I’ve recently came into possession of a few HGST HUH721010AL4200 drives (10TB SAS 4kn) and some LSI/Broadcom/Avago 9211-8i and 9305-16i HBAs.
I’ve been setting them up in packs of 12 drives in a ZFS RAIDZ2 on Debian 12 with a 9305-16i HBA. Driver is mpt3sas (v43.100.00.00 according to dmesg).
Initial checks of the drives turned out just fine, around 45k to 50k hours of power-on time, no bad sectors reported. I’ve moved some files (around 20TB) on them and then a drive was reported as faulted by ZFS due to read errors. Not to worry, I have loads of spares from the bunch, but that spare almost immediately faulted due to read errors when the resilver was running. Bad luck I thought, but then a third disk also had the same issue. Yet, SMART didn’t record any bad sectors or other defects. The issue reported in dmesg was a SCSI command time-out (longer than 30 seconds, which is the default). Raising the time-out to 60 seconds made the issue go away, but made ZFS slow as hell.
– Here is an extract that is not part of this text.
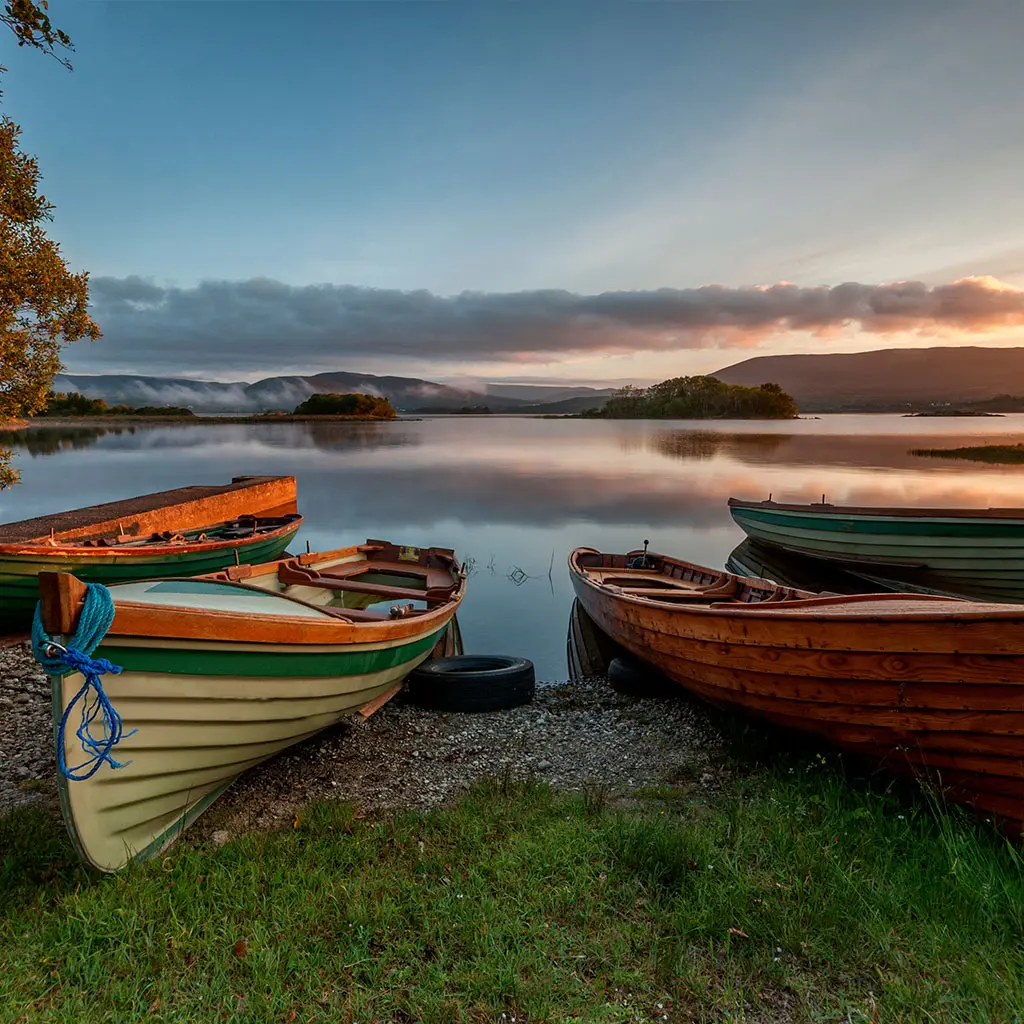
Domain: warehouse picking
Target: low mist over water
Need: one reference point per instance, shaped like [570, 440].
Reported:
[514, 495]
Now I started suspecting the HBA, replaced it by the same model, newest firmware. Same issues. While testing other drives faulted as well. Each time I would recreate the RAIDZ2 pool from scratch, fill it with garbage data and start scrubbing while writing to create additional stress.
Bad cables maybe? For the 9305-16i I had to buy new cables, SFF8643 to SFF8087. It would be really bad luck to have bought 4 faulty cables, so I switched the HBAs to two 9211-8i and put back the SFF8087 cables which worked for years and years. Same issues, same drives, again.
Could the backplanes be faulty? These also worked for years and years without any issues. Nonetheless, I plugged those drives directly to SFF8643->4xSATA and SFF8087->4xSATA cables, same issues.
Now I’ve also swapped the mainboard to a Supermicro X10SDV-F just to rule that out: same issues. Also I updated the drives’ firmware to the most recent one to no avail.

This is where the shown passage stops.